Infelizmente, o seu desejo pode não se concretizar. A juíza do Supremo Tribunal dos Estados morreu esta sexta-feira, aos 87 anos, devido a complicações do cancro no pâncreas, a um mês e meio das eleições presidenciais marcadas para 3 de novembro, nas quais o atual presidente republicano Donald Trump vai defrontar o democrata Joe Biden. E a sua substituição já constitui mais um motivo de discórdia entre os dois partidos americanos.

O Supremo Tribunal dos Estados Unidos é composto por nove juízes, nomeados pelo Presidente. Os cargos são vitalícios e os juízes têm o poder de mudar as leis do país. O seu papel é sobretudo notado pela opinião pública quando estão na mesa temas mais polémicos, como o aborto, os direitos dos imigrantes, a privacidade, a pena de morte ou a posse de armas.
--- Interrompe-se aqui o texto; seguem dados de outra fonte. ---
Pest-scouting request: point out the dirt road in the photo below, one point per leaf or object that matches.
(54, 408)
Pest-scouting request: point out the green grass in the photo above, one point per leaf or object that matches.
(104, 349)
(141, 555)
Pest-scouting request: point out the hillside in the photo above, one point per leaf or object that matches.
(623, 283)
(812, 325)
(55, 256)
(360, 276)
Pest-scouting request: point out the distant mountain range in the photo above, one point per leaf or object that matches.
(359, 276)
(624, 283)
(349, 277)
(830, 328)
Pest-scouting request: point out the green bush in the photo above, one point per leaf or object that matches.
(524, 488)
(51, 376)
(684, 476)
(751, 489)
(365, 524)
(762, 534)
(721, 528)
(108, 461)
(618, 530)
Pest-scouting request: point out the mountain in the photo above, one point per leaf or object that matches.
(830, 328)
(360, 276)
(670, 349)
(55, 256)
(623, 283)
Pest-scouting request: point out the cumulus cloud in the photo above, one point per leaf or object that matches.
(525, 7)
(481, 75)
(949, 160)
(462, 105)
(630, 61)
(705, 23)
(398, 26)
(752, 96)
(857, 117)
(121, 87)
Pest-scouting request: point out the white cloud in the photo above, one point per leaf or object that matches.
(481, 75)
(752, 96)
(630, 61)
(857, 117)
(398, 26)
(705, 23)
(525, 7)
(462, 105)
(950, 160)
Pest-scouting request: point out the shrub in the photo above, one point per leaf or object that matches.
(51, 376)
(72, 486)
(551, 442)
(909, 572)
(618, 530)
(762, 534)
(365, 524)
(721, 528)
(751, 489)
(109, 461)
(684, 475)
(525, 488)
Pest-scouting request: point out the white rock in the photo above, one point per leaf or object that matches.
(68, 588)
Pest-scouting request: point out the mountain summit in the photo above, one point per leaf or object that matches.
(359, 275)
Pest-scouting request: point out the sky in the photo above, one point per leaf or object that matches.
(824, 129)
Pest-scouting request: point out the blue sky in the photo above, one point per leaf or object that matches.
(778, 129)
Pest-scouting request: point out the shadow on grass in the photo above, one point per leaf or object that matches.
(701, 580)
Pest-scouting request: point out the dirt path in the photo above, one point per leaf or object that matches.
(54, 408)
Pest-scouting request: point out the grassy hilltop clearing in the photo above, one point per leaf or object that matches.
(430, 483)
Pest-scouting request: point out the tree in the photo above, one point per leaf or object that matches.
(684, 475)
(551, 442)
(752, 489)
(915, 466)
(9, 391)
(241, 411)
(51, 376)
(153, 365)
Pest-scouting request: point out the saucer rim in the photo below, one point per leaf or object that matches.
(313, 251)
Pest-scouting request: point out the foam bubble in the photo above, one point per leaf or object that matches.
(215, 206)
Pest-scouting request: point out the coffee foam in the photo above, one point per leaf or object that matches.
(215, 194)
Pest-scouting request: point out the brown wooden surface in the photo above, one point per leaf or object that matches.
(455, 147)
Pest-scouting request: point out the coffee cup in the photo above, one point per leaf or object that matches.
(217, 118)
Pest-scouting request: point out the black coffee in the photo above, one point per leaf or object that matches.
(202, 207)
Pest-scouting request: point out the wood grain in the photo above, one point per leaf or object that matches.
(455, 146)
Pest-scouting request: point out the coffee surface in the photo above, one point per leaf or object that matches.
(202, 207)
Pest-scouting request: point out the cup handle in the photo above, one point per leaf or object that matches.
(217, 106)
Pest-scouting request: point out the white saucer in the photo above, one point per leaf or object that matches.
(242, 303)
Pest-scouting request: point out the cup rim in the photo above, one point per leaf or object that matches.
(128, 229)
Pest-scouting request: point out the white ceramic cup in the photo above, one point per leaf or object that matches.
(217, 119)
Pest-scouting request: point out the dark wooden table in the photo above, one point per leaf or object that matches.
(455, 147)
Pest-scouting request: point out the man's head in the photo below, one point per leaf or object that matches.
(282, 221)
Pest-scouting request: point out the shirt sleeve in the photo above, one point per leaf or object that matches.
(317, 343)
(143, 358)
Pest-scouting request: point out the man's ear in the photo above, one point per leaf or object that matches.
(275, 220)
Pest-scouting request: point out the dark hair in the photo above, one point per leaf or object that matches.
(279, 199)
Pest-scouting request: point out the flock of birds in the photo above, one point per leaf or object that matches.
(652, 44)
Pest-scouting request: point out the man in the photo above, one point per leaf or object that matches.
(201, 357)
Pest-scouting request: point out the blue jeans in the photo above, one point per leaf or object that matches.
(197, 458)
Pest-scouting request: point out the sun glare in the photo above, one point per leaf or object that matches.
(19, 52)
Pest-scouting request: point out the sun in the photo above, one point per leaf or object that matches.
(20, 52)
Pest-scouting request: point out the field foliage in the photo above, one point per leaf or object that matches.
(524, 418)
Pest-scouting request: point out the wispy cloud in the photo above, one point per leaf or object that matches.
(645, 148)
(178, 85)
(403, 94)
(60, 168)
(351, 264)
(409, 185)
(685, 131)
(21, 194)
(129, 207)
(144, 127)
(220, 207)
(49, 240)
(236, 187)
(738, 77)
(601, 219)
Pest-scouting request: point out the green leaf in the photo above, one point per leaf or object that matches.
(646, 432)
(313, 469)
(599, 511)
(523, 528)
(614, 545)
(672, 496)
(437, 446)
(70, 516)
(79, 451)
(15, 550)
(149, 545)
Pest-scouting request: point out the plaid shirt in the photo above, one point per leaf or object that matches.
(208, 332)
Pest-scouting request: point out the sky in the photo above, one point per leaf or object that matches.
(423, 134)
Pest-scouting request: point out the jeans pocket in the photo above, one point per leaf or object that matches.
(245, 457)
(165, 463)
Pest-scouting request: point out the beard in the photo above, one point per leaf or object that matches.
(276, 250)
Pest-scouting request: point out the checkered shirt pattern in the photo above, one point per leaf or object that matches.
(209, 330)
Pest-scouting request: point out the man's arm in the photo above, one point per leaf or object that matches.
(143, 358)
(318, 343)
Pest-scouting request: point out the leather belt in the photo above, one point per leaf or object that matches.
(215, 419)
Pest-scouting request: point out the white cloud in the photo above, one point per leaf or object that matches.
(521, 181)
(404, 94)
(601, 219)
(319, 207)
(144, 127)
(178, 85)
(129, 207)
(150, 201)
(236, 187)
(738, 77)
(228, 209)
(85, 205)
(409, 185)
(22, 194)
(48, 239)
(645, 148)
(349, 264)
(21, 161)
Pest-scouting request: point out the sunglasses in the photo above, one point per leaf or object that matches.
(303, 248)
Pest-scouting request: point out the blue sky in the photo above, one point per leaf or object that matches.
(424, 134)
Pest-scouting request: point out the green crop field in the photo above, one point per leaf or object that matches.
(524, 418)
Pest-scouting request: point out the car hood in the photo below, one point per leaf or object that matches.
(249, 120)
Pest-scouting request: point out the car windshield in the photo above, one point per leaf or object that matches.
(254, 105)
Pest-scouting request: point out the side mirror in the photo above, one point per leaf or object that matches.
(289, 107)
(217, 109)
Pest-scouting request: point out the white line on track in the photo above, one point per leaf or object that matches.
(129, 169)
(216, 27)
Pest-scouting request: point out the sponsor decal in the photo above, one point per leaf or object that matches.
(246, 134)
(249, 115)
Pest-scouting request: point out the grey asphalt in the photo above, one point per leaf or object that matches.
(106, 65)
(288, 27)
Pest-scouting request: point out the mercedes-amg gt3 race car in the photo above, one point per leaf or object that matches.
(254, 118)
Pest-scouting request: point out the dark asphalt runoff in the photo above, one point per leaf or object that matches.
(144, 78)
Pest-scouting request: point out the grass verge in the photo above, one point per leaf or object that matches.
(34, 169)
Até aqui, a mais alta instância judicial dos Estados Unidos integrava quatro juízes progressistas e cinco mais conservadores. No entanto, o atual presidente, John Roberts, votou várias vezes ao lado dos liberais, por exemplo, para proteger pelo menos temporariamente os chamados DREAMers da deportação pelo governo Trump, para defender um precedente importante na lei do aborto e para defender a proibição de grandes reuniões da igreja durante a pandemia do coronavírus.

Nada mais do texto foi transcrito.